La estación de invierno.




Se sentaba en el andén, mientras esperaba la llegada del tren.
La fina lluvia cubría su rostro y al cobijo de la noche su cuerpo no era más que una ilusión.
No hacía más que intentar robar un poco de tiempo, un tiempo que llegaba sin retraso, que no esperaba y en ese andén su cuerpo se marchitaba, mientras la lluvia en su cara camuflaba sus lágrimas y el tiempo que en ella se reflejaba.
Sonó la sirena y el tren pasó sin detenerse y la sombra de la Dama cubrió la de él.
Suena la última señal, y el viejo reloj no cede su paso y en la estación los caminantes siguen, solo él se queda para esperar el próximo tren.
Lágrimas de soledad inundan el andén, que caen sobre su equipaje, como pétalos de una flor que muere sin haber visto el sol.
Suena en la estación la señal y otro tren parte sin esperar. Yacen, inmersos en la ciudad, los corazones hambrientos mueren en soledad. Y lejos, muy lejos, está la multitud que, deseosos de abrazos, lamen sus propias heridas.
Es el lamento de los amantes, que mueren en esas calles, perdidos entre miles de sombras errantes.
La Dama y su sombrero se alejan del caminante. Sus manos se rozan sin poder tocarse y en la penumbra del vagón, se esfuma, igual que el humo, el cuerpo de su amante.

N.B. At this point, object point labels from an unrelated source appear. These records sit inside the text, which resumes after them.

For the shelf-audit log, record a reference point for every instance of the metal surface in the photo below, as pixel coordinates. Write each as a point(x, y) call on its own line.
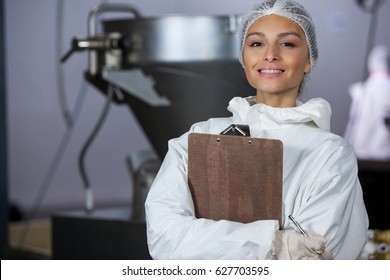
point(176, 39)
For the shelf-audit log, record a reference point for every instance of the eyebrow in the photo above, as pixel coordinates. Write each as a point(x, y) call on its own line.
point(280, 35)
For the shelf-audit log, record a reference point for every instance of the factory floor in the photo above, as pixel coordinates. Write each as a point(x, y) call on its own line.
point(30, 241)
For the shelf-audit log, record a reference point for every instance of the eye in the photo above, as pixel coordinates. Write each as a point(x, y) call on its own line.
point(256, 44)
point(288, 44)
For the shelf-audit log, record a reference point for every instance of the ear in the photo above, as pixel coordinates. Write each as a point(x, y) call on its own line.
point(308, 67)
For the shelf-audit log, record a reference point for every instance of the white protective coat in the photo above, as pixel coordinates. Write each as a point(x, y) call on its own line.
point(320, 189)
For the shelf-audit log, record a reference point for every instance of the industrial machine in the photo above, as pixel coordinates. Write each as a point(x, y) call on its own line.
point(173, 70)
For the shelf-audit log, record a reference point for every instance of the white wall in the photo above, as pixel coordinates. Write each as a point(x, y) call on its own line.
point(35, 124)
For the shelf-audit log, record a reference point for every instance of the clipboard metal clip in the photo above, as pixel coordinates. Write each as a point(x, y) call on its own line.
point(236, 129)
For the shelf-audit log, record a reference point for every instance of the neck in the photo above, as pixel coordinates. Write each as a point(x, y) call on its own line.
point(276, 101)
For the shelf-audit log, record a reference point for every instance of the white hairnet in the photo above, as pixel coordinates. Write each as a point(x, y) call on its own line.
point(289, 9)
point(379, 59)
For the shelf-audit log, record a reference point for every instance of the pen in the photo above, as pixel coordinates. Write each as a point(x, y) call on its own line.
point(296, 225)
point(298, 228)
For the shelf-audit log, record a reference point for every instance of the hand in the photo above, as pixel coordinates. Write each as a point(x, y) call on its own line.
point(291, 245)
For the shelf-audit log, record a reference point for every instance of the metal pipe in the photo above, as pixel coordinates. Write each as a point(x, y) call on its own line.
point(92, 26)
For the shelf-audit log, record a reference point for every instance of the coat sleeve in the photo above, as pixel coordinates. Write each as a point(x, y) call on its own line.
point(173, 231)
point(331, 202)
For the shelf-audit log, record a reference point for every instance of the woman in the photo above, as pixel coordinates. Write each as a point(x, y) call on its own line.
point(320, 184)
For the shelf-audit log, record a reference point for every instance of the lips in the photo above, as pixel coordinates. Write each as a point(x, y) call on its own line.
point(270, 71)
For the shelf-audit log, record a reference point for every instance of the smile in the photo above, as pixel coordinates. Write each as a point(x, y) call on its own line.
point(271, 71)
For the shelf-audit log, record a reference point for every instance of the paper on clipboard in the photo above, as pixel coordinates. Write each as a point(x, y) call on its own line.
point(235, 178)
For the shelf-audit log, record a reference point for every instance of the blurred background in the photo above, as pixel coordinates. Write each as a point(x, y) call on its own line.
point(50, 109)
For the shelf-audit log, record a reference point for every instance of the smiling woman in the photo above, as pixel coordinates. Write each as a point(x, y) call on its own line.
point(320, 184)
point(276, 58)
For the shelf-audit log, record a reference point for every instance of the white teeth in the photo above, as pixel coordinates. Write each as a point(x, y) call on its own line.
point(271, 71)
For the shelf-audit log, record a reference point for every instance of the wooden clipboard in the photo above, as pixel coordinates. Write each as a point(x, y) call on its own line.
point(235, 178)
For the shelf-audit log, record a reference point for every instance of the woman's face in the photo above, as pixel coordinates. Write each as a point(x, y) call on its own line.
point(276, 57)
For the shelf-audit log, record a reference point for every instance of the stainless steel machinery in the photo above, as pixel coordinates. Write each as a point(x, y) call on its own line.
point(173, 70)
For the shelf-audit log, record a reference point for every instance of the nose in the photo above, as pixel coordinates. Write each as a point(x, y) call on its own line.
point(271, 54)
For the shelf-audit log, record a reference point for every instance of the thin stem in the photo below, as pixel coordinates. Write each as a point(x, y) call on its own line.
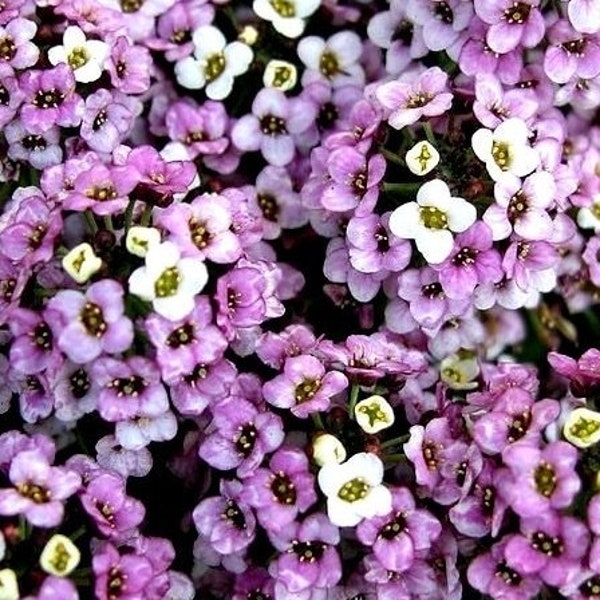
point(353, 399)
point(395, 441)
point(90, 221)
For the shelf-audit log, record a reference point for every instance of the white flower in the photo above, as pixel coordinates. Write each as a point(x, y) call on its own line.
point(85, 57)
point(327, 448)
point(280, 74)
point(168, 281)
point(582, 427)
point(431, 219)
point(140, 239)
point(588, 217)
point(215, 63)
point(506, 149)
point(422, 158)
point(354, 490)
point(374, 414)
point(9, 589)
point(81, 262)
point(459, 370)
point(288, 16)
point(59, 556)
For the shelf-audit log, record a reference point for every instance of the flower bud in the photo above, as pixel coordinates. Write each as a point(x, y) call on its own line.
point(582, 427)
point(422, 158)
point(9, 590)
point(280, 74)
point(327, 448)
point(374, 414)
point(81, 263)
point(139, 239)
point(59, 556)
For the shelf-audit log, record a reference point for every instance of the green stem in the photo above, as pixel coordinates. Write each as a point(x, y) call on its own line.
point(353, 399)
point(401, 187)
point(318, 421)
point(395, 441)
point(90, 221)
point(392, 156)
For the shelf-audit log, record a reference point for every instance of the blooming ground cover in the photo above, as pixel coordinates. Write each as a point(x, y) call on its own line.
point(299, 299)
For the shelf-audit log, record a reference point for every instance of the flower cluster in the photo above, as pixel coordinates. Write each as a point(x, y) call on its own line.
point(299, 299)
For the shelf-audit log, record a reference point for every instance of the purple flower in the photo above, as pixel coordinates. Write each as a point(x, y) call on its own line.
point(202, 228)
point(511, 23)
point(107, 119)
point(50, 99)
point(114, 513)
point(225, 522)
point(308, 559)
point(304, 387)
point(18, 50)
point(550, 546)
point(181, 345)
point(402, 535)
point(38, 489)
point(129, 66)
point(86, 325)
point(407, 101)
point(273, 125)
point(130, 388)
point(119, 575)
point(542, 479)
point(282, 491)
point(241, 436)
point(442, 22)
point(490, 574)
point(353, 181)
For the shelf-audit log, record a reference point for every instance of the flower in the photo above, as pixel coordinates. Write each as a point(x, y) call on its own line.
point(288, 17)
point(168, 281)
point(354, 490)
point(431, 219)
point(374, 414)
point(506, 149)
point(422, 158)
point(59, 556)
point(81, 262)
point(215, 63)
point(582, 427)
point(85, 57)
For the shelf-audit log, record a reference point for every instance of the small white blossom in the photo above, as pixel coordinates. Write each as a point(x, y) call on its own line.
point(374, 414)
point(327, 448)
point(458, 371)
point(582, 427)
point(287, 16)
point(215, 63)
point(81, 262)
point(422, 158)
point(280, 74)
point(9, 589)
point(506, 149)
point(354, 490)
point(140, 239)
point(588, 217)
point(431, 220)
point(59, 556)
point(85, 57)
point(169, 281)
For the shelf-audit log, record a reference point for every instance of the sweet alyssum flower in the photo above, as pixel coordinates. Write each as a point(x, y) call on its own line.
point(374, 414)
point(354, 489)
point(85, 57)
point(215, 63)
point(431, 219)
point(168, 281)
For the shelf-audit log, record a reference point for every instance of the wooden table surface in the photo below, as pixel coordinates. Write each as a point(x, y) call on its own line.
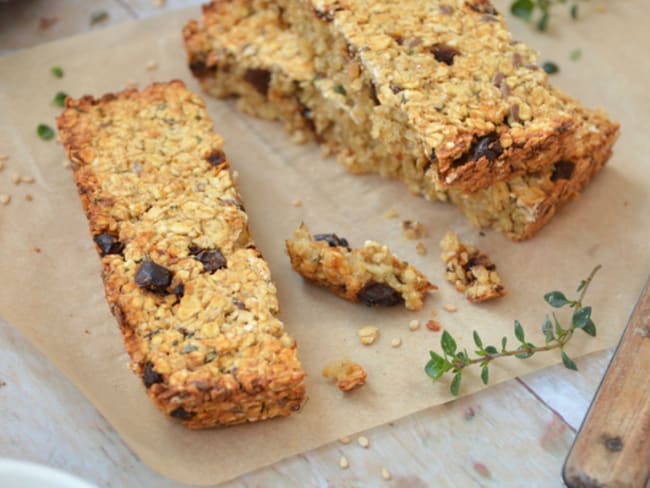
point(513, 434)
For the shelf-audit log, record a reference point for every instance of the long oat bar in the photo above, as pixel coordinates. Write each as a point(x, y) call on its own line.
point(223, 54)
point(442, 81)
point(192, 295)
point(371, 275)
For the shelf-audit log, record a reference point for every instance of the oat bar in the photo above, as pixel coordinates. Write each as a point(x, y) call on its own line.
point(371, 275)
point(222, 54)
point(470, 270)
point(192, 295)
point(442, 81)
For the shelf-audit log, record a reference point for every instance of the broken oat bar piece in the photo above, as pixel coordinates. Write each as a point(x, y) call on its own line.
point(470, 270)
point(370, 274)
point(347, 374)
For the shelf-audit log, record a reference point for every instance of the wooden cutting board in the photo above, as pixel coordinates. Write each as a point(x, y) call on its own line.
point(612, 448)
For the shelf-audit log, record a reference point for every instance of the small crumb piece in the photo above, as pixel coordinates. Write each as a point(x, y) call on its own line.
point(412, 229)
point(363, 441)
point(391, 214)
point(347, 374)
point(433, 325)
point(368, 334)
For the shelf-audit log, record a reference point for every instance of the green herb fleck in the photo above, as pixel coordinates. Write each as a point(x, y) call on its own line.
point(340, 90)
point(555, 338)
point(98, 17)
point(575, 54)
point(45, 132)
point(59, 99)
point(550, 67)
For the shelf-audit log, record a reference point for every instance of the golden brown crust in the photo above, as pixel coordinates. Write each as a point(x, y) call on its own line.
point(470, 270)
point(203, 333)
point(370, 274)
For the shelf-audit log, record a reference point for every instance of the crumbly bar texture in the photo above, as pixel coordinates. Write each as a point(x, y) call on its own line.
point(191, 293)
point(371, 275)
point(347, 374)
point(470, 270)
point(222, 49)
point(443, 81)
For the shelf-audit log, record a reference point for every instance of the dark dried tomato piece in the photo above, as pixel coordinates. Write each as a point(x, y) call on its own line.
point(259, 78)
point(216, 158)
point(153, 277)
point(488, 146)
point(563, 170)
point(150, 376)
point(182, 414)
point(443, 53)
point(382, 294)
point(212, 259)
point(108, 244)
point(333, 240)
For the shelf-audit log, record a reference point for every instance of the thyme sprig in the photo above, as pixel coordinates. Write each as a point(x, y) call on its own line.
point(527, 9)
point(454, 361)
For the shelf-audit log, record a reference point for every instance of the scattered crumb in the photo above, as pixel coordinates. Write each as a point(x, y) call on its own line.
point(347, 374)
point(47, 22)
point(363, 441)
point(481, 469)
point(433, 325)
point(412, 229)
point(391, 214)
point(368, 334)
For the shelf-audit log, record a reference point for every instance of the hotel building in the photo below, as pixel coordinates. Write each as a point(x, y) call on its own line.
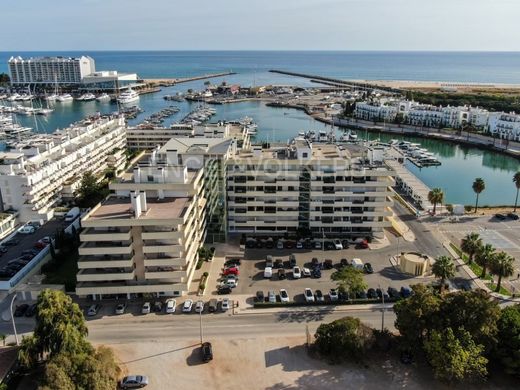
point(144, 238)
point(39, 171)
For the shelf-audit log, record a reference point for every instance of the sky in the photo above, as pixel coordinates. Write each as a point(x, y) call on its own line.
point(443, 25)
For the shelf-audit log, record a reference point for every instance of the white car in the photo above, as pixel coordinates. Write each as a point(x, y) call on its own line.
point(225, 304)
point(146, 308)
point(186, 307)
point(309, 296)
point(284, 297)
point(199, 307)
point(171, 304)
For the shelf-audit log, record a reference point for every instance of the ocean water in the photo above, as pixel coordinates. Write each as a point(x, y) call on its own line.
point(460, 165)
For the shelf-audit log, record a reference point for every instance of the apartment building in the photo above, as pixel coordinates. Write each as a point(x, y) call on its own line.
point(144, 238)
point(37, 172)
point(324, 189)
point(50, 70)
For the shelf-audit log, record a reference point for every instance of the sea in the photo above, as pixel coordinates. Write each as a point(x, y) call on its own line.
point(460, 164)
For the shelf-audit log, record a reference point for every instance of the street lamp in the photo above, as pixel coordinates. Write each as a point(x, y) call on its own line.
point(12, 319)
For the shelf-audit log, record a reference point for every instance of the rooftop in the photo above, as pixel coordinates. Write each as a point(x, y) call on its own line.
point(121, 208)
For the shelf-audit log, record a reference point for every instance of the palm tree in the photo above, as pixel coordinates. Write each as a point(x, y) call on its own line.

En un esfuerzo por no perderla, libera besos, que se pierden entre las sombras de la estación de invierno.
Llueve en la vieja estación, y entre las sombras del andén, el alma del caminante espera, que en el próximo tren, regrese la Dama, para poderla ver, una vez más, aunque la eternidad le cueste.
Sombras que se pierden en el tiempo, es lo que verás, si en una noche de lluvia, esperas en la estación de invierno a que pase el tren, que se lleva a la Dama y su sombrero.